MN: Human beings are amazing, resilient creatures, you especially, who have rebounded/bounced back from a personal injury into this larger-than-life, transformative, physical, chameleon of a performer. Have you taken on any sort of carpe die, tabula rasa, or #YOLO mantra in your life since then? Personal or professional?
KH: Never give up, and as Samuel Beckett says, “Fail better!!”
MN: This interview wouldn’t be complete without at least a foray into your experience as Arabella Figg in the fifth Harry Potter movie. You had mentioned that one time, in Japan, you were swarmed by schoolchildren, and that was a surprise. Why? What is the biggest difference between acting in movies versus acting in theater? You do bits and pieces of film work every so often, and IMDb lists your most recent movie credit as “Witch” in Tale of Tales, which premiered at Cannes on May 14. Can you describe your character? Can you tell us a bit about the overall movie?

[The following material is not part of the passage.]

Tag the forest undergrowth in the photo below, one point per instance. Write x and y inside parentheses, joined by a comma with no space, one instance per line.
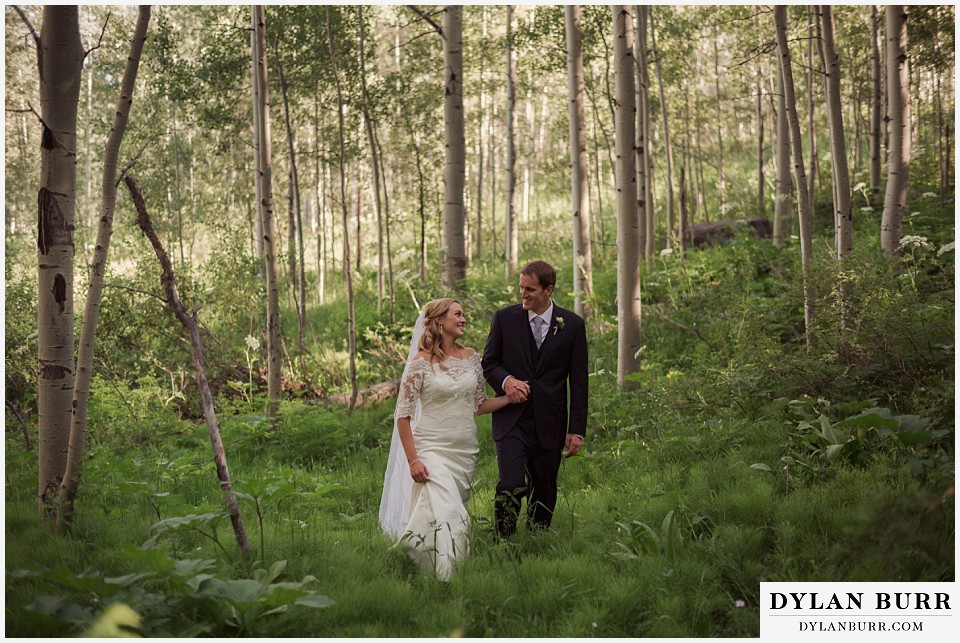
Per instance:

KH: It was an amazing experience to enter the truly extraordinary world of Harry Potter. I think one of the aspects I love most about the books and the films is the sense that JK Rowling brings to the stories, that there are other dimensions in our lives, beyond the purely rational. Conventional science would have us believe that REALITY is what you can see and prove – albeit under microscopes, etc. – but Rowling seems to plunge into other less tangible dimensions, where myth and magic and psychology or psychic forces and the imagination converge. Even scientists now are acknowledging that REALITY has multiple dimensions. Also, it was a joy to work with Daniel Radcliffe. He is modest, unbelievably hardworking, respectful, and multi-talented.